No se sabe si Omar Sosa era muy listo cuando niño, pero ahora, parafraseando a Charly García, toca el piano como un animal. Sucede que el músico cubano, durante su presentación la noche del viernes pasado en el Teatro de la Ciudad, exhibió sin pudor la forma en que olfatea las cadencias, juega con los ritmos y ataca el piano lo mismo con fuerza que con dulzura.

El recital intermedio del ciclo de jazz Contemporánea en vivo era tal vez el más esperado por la posibilidad de ver a varios pianistas en el cuerpo de uno, como el poeta de las múltiples personalidades: el hacedor de éxtasis, el oficiante de misas, pero también el de las cosas sencillas, de la nota solita en el momento justo.

Detrás de sus dos músicos acompañantes, Omar entró al escenario como todo un pai de santo, con túnica y gorro blancos, vela roja en mano, en un ambiente cargado de incienso. Dedicó un brindis de luz al público, sacudió la cinta roja que llevaba al cuello y tomó posesión del piano.

Durante el concierto, Sosa dejó ver la cantidad de influencias musicales que lo han definido. Oírlo fue irse volando a Camagüey, husmear en la ventana de alguna casa, luego llegar a la costa árabe de Africa con el aire lleno de sonidos y olores, y luego volver otra vez al Caribe, pasando por Barcelona.

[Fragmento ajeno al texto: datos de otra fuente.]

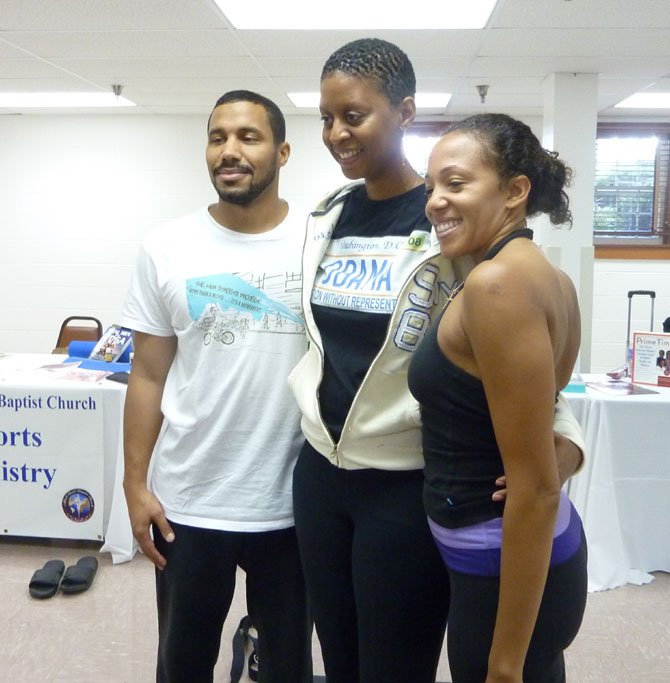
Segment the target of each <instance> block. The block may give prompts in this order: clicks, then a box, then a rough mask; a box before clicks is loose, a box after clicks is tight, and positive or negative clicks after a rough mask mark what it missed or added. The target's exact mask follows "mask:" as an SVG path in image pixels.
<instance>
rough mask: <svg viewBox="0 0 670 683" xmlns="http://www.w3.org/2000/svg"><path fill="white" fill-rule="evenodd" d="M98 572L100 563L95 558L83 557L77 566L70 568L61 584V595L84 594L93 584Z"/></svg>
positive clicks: (75, 564)
mask: <svg viewBox="0 0 670 683" xmlns="http://www.w3.org/2000/svg"><path fill="white" fill-rule="evenodd" d="M97 571H98V561H97V560H96V559H95V557H90V556H88V557H82V558H81V559H80V560H78V561H77V564H74V565H71V566H69V567H68V568H67V569H66V570H65V575H64V576H63V580H62V581H61V584H60V590H61V593H65V594H66V595H69V594H71V593H83V592H84V591H85V590H88V589H89V588H90V587H91V584H92V583H93V577H94V576H95V573H96V572H97Z"/></svg>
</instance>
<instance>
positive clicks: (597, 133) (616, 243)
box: [593, 121, 670, 260]
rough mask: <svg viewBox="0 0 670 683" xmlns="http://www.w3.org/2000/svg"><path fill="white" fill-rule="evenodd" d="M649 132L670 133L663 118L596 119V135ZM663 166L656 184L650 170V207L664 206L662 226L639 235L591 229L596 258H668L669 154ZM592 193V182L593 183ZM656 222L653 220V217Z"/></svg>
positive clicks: (625, 135) (631, 136)
mask: <svg viewBox="0 0 670 683" xmlns="http://www.w3.org/2000/svg"><path fill="white" fill-rule="evenodd" d="M649 134H660V135H665V136H670V123H665V122H624V121H608V122H600V123H598V127H597V133H596V136H597V138H598V139H600V138H603V137H640V136H643V135H649ZM664 162H665V168H664V169H663V170H662V173H663V174H664V175H663V177H662V182H661V184H660V185H659V183H658V177H657V174H658V172H659V169H656V170H655V172H654V198H653V204H654V211H657V210H658V207H659V206H661V207H664V208H662V210H663V224H664V225H665V226H667V227H665V228H661V229H658V228H655V227H653V226H652V233H653V234H651V235H648V236H647V235H644V236H642V235H639V234H637V233H632V232H625V233H620V234H618V235H615V234H610V235H605V234H600V235H597V234H596V232H595V227H594V231H593V245H594V248H595V256H596V258H599V259H600V258H602V259H658V260H660V259H667V258H670V254H669V253H668V250H670V154H669V155H668V158H667V160H664ZM594 197H595V185H594ZM654 223H656V224H657V221H656V220H654Z"/></svg>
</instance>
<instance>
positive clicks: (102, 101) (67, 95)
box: [0, 92, 137, 109]
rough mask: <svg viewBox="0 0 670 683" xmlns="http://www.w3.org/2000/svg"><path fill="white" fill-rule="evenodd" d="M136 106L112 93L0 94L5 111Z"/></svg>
mask: <svg viewBox="0 0 670 683" xmlns="http://www.w3.org/2000/svg"><path fill="white" fill-rule="evenodd" d="M135 106H137V105H136V104H135V103H134V102H131V101H130V100H128V99H126V98H125V97H120V96H119V97H117V96H116V95H115V94H114V93H111V92H4V93H3V92H0V108H3V109H37V108H39V109H61V108H68V107H70V108H73V107H135Z"/></svg>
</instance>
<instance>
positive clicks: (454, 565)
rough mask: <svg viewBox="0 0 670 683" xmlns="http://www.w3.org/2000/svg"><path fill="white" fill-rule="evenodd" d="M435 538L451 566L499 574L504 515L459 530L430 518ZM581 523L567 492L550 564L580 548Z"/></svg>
mask: <svg viewBox="0 0 670 683" xmlns="http://www.w3.org/2000/svg"><path fill="white" fill-rule="evenodd" d="M428 525H429V526H430V530H431V532H432V534H433V538H434V539H435V542H436V544H437V547H438V549H439V551H440V554H441V555H442V559H443V560H444V562H445V564H446V565H447V567H448V568H449V569H453V570H454V571H459V572H463V573H465V574H474V575H477V576H499V575H500V548H501V545H502V517H497V518H495V519H491V520H487V521H486V522H481V523H480V524H474V525H472V526H468V527H462V528H460V529H446V528H444V527H441V526H439V525H438V524H436V523H435V522H433V520H431V519H428ZM581 539H582V523H581V520H580V519H579V515H578V514H577V511H576V510H575V509H574V507H573V505H572V503H571V502H570V500H569V498H568V497H567V495H566V494H565V493H564V492H561V499H560V503H559V507H558V515H557V517H556V526H555V529H554V544H553V547H552V551H551V561H550V566H554V565H557V564H561V563H562V562H565V561H566V560H567V559H569V558H570V557H572V555H573V554H574V553H575V552H576V551H577V550H578V548H579V546H580V544H581Z"/></svg>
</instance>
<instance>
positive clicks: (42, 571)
mask: <svg viewBox="0 0 670 683" xmlns="http://www.w3.org/2000/svg"><path fill="white" fill-rule="evenodd" d="M64 571H65V563H64V562H63V561H62V560H49V561H48V562H46V563H45V565H44V567H42V569H38V570H37V571H36V572H35V573H34V574H33V577H32V578H31V579H30V583H29V584H28V591H29V592H30V595H32V596H33V597H34V598H37V599H38V600H44V599H45V598H51V597H53V596H54V595H56V591H57V590H58V586H59V585H60V582H61V578H62V576H63V572H64Z"/></svg>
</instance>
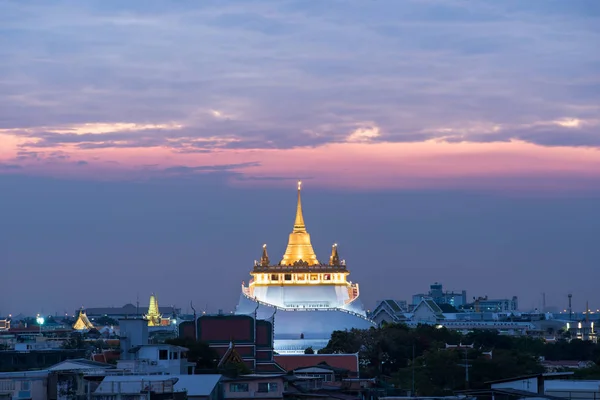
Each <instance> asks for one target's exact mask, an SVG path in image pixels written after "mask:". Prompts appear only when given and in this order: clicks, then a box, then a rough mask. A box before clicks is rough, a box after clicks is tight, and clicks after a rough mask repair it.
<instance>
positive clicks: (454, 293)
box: [412, 282, 467, 309]
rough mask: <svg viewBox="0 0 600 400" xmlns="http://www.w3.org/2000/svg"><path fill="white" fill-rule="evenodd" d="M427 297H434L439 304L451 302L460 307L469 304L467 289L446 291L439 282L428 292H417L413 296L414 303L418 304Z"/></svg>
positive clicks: (433, 297) (453, 306) (414, 305)
mask: <svg viewBox="0 0 600 400" xmlns="http://www.w3.org/2000/svg"><path fill="white" fill-rule="evenodd" d="M425 298H430V299H433V301H434V302H436V303H437V304H438V305H440V304H449V305H451V306H452V307H454V308H456V309H458V308H460V307H463V306H464V305H466V304H467V291H466V290H462V291H460V292H449V291H447V290H446V291H444V289H443V286H442V284H441V283H439V282H435V283H434V284H432V285H430V286H429V293H427V294H422V293H420V294H415V295H413V297H412V304H413V305H414V306H416V305H417V304H419V303H420V302H421V300H423V299H425Z"/></svg>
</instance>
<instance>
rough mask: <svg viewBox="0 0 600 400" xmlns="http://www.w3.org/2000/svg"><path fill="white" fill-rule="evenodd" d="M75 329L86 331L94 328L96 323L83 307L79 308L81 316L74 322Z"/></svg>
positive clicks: (82, 330) (79, 312)
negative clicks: (86, 311) (86, 313)
mask: <svg viewBox="0 0 600 400" xmlns="http://www.w3.org/2000/svg"><path fill="white" fill-rule="evenodd" d="M73 329H75V330H76V331H86V330H90V329H94V325H93V324H92V323H91V322H90V320H89V319H88V317H87V315H86V313H85V311H84V310H83V308H82V309H81V310H79V316H78V317H77V321H75V323H74V324H73Z"/></svg>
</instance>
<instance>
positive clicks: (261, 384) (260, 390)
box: [258, 382, 277, 393]
mask: <svg viewBox="0 0 600 400" xmlns="http://www.w3.org/2000/svg"><path fill="white" fill-rule="evenodd" d="M258 391H259V392H260V393H267V392H276V391H277V382H260V383H259V384H258Z"/></svg>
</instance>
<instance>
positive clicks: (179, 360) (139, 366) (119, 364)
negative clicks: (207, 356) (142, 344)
mask: <svg viewBox="0 0 600 400" xmlns="http://www.w3.org/2000/svg"><path fill="white" fill-rule="evenodd" d="M187 351H188V349H186V348H185V347H180V346H173V345H170V344H148V345H143V346H137V347H135V348H133V349H131V350H129V355H130V356H131V355H133V356H132V357H127V359H122V360H119V361H118V362H117V368H118V369H121V370H124V371H127V372H132V373H139V374H165V375H185V374H193V373H194V368H195V364H194V363H191V362H189V361H188V360H187V354H186V353H187Z"/></svg>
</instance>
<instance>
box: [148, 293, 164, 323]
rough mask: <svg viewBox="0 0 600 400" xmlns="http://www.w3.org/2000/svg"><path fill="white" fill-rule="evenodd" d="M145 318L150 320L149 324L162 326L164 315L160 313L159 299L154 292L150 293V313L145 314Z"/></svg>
mask: <svg viewBox="0 0 600 400" xmlns="http://www.w3.org/2000/svg"><path fill="white" fill-rule="evenodd" d="M144 319H146V320H147V321H148V326H160V325H161V319H162V315H160V313H159V308H158V299H157V298H156V296H155V295H154V293H152V294H151V295H150V304H149V305H148V313H147V314H146V315H144Z"/></svg>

Lo acompañaron el tunecino Dhafer Youssef, en la voz y oud, y el percusionista mexicano Armando Martell, quien ocupó el lugar de Miguel Angá Díaz, porque no pudo llegar a México por cuestiones aún no aclaradas de "fronteras y pasaportes".

Con una acústica excelente, salvo algunos ajustes de sonido al inicio, el Teatro de la Ciudad vio los alardes de improvisación de los tres músicos. Fueron del beat jazzeado al arrebato afro, frenético y juguetón. Siguieron así por un buen rato hasta que se acordaron súbitamente de que estaban siendo espiados por varias decenas de personas.

A partir de ese momento, la comunicación con el público se dio más. Con el lamento profundo de Dhafer, definido por Sosa como "la voz de Dios", el lugar se convirtió en un inmenso minarete para llamar a oración.

El concierto no fue, en efecto, una constante descarga rítmica afrocubana -aunque ese elemento siempre estuvo presente- sino la creación de una atmósfera más intimista, religiosa, por momentos onírica.

Queda claro que Omar es un músico intuitivo. Hace lo que siente cuando lo siente necesario. Posa, juega, se olvida del escenario, coquetea con los músicos, se ríe a gritos y con la boca llena de verdad.

A final de cuentas todo concierto es una ceremonia, y esta fue de sincretismos. Casi para concluir las dos horas de música, con canciones de Mulatos, su más reciente disco, el reverendo Sosa exige al público que lo siga en un mantra africano. ¡Oromaye oku!, ¡oromaye oku!, se puede oír a través de la lluvia que limpia la noche del Centro Histórico.